Quiero que veas mi país.
Voy a poner postes de kilometraje con las fechas.
Voy a darte migas de pan y piedras blancas de Pulgarcito para que sigas los caminos, espantando las huella de los días que son las horas, volanderas de todo color, de toda forma. Blancas, largas, flexibles: garzas y cisnes; pesadas, feas; avestruces; pequeñas, livianas sin rumbo; vuelo de las horas y de los pájaros sobre el mundo.
Horas que vuelan una vez sobre las olas y caen en el hueco de todo lo pasado. Pequeñas aves de los minutos negros volando en cruz a picotear la primavera: golondrinas.

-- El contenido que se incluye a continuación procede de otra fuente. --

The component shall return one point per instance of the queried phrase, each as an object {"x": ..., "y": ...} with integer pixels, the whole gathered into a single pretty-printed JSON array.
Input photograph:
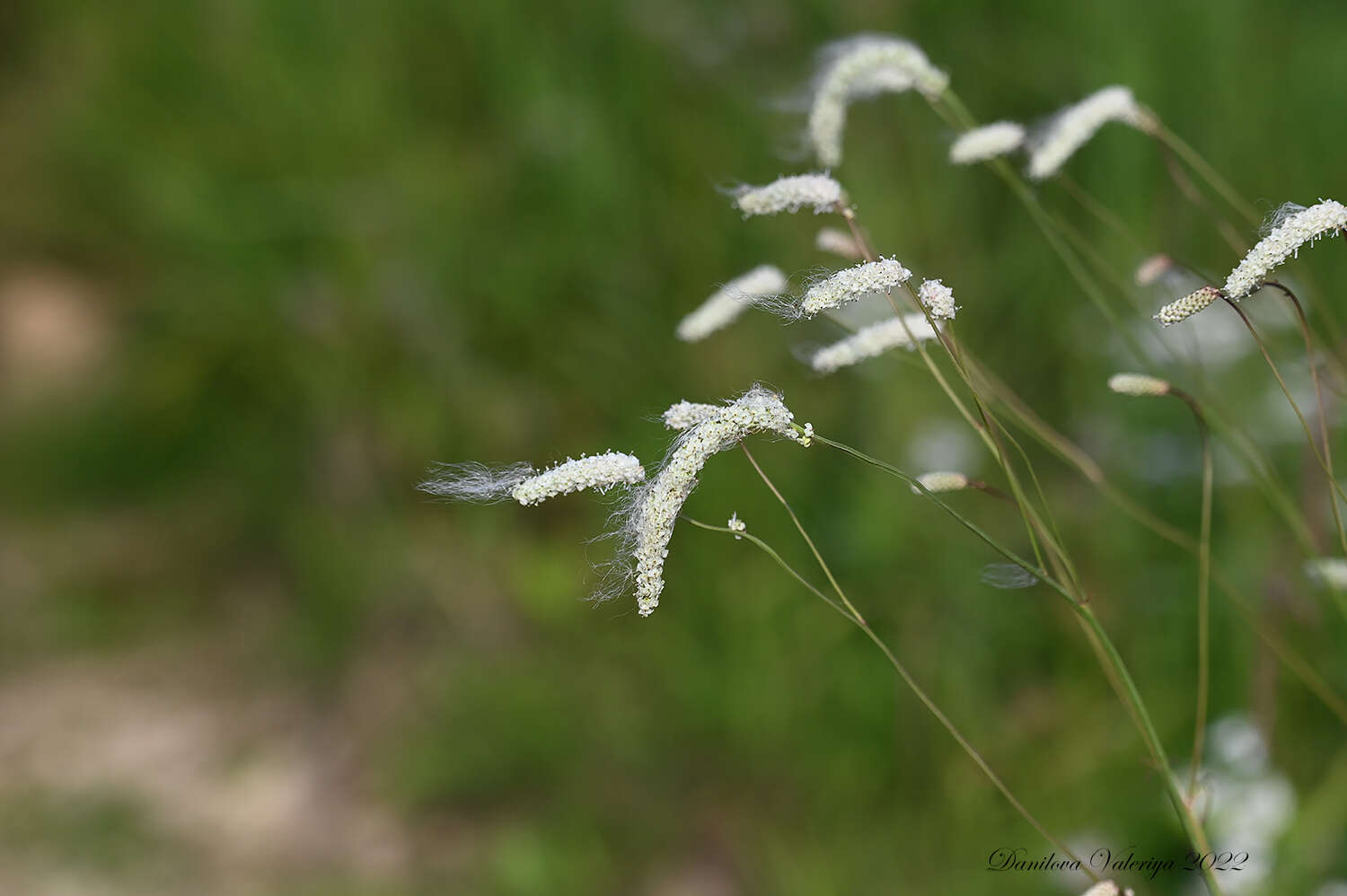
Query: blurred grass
[{"x": 336, "y": 242}]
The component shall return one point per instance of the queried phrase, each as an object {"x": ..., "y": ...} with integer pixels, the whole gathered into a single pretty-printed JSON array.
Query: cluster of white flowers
[
  {"x": 730, "y": 301},
  {"x": 1187, "y": 306},
  {"x": 938, "y": 298},
  {"x": 940, "y": 481},
  {"x": 859, "y": 67},
  {"x": 988, "y": 142},
  {"x": 1071, "y": 128},
  {"x": 1328, "y": 572},
  {"x": 789, "y": 194},
  {"x": 850, "y": 285},
  {"x": 1282, "y": 242},
  {"x": 597, "y": 472},
  {"x": 1139, "y": 384},
  {"x": 1152, "y": 268},
  {"x": 873, "y": 341},
  {"x": 689, "y": 414},
  {"x": 838, "y": 242},
  {"x": 656, "y": 507}
]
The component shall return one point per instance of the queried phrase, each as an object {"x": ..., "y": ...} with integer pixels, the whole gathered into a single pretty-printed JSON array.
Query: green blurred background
[{"x": 263, "y": 263}]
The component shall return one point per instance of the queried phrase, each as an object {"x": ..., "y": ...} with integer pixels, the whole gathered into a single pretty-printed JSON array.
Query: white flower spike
[
  {"x": 851, "y": 283},
  {"x": 730, "y": 301},
  {"x": 1284, "y": 242},
  {"x": 861, "y": 67},
  {"x": 1139, "y": 384},
  {"x": 938, "y": 298},
  {"x": 988, "y": 142},
  {"x": 655, "y": 508},
  {"x": 1058, "y": 139},
  {"x": 789, "y": 194},
  {"x": 1187, "y": 306},
  {"x": 873, "y": 341}
]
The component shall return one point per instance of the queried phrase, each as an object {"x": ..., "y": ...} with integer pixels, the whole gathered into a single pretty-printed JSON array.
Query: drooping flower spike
[
  {"x": 789, "y": 194},
  {"x": 1059, "y": 137},
  {"x": 858, "y": 67},
  {"x": 873, "y": 341},
  {"x": 1284, "y": 242},
  {"x": 528, "y": 487},
  {"x": 730, "y": 301}
]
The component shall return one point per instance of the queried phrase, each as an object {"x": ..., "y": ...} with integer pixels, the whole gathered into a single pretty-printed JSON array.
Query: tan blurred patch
[{"x": 54, "y": 333}]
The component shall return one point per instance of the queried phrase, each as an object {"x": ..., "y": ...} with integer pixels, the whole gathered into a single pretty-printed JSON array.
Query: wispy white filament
[
  {"x": 1282, "y": 242},
  {"x": 988, "y": 142},
  {"x": 1071, "y": 128},
  {"x": 940, "y": 481},
  {"x": 838, "y": 242},
  {"x": 730, "y": 301},
  {"x": 851, "y": 283},
  {"x": 598, "y": 472},
  {"x": 873, "y": 341},
  {"x": 859, "y": 67},
  {"x": 524, "y": 484},
  {"x": 938, "y": 298},
  {"x": 655, "y": 508},
  {"x": 1187, "y": 306},
  {"x": 1139, "y": 384},
  {"x": 789, "y": 194}
]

Te daré piedras preciosas de las grutas de Aladino. Tengo tantas en los ojos, en las manos; sobre el piso de mi cuarto está tendido el arcoiris. Pedrería multicolor de mis rutas. (Las gentes alargarían, ávidas, las manos sobre la huella).
Mejor, toma hitos en las honduras que han de florecer hoy día para tus ojos y que después han de hundirse como todo lo demás, en la obsesión de los naufragios.
Me faltan las líneas isotérmicas e isotópicas para que sigas por mis mundos. No podré guiarte a través de ellos. Pero tú vendrás a mí. Y entonces yo te llevaré.
Será como esas cajas de sorpresas que empiezan en una grande y encierran otras más pequeñas. Podrás ir abriéndome hasta hallarme, como un regalo de la Primavera, intacta, igual que el interior de la última caja: vacía.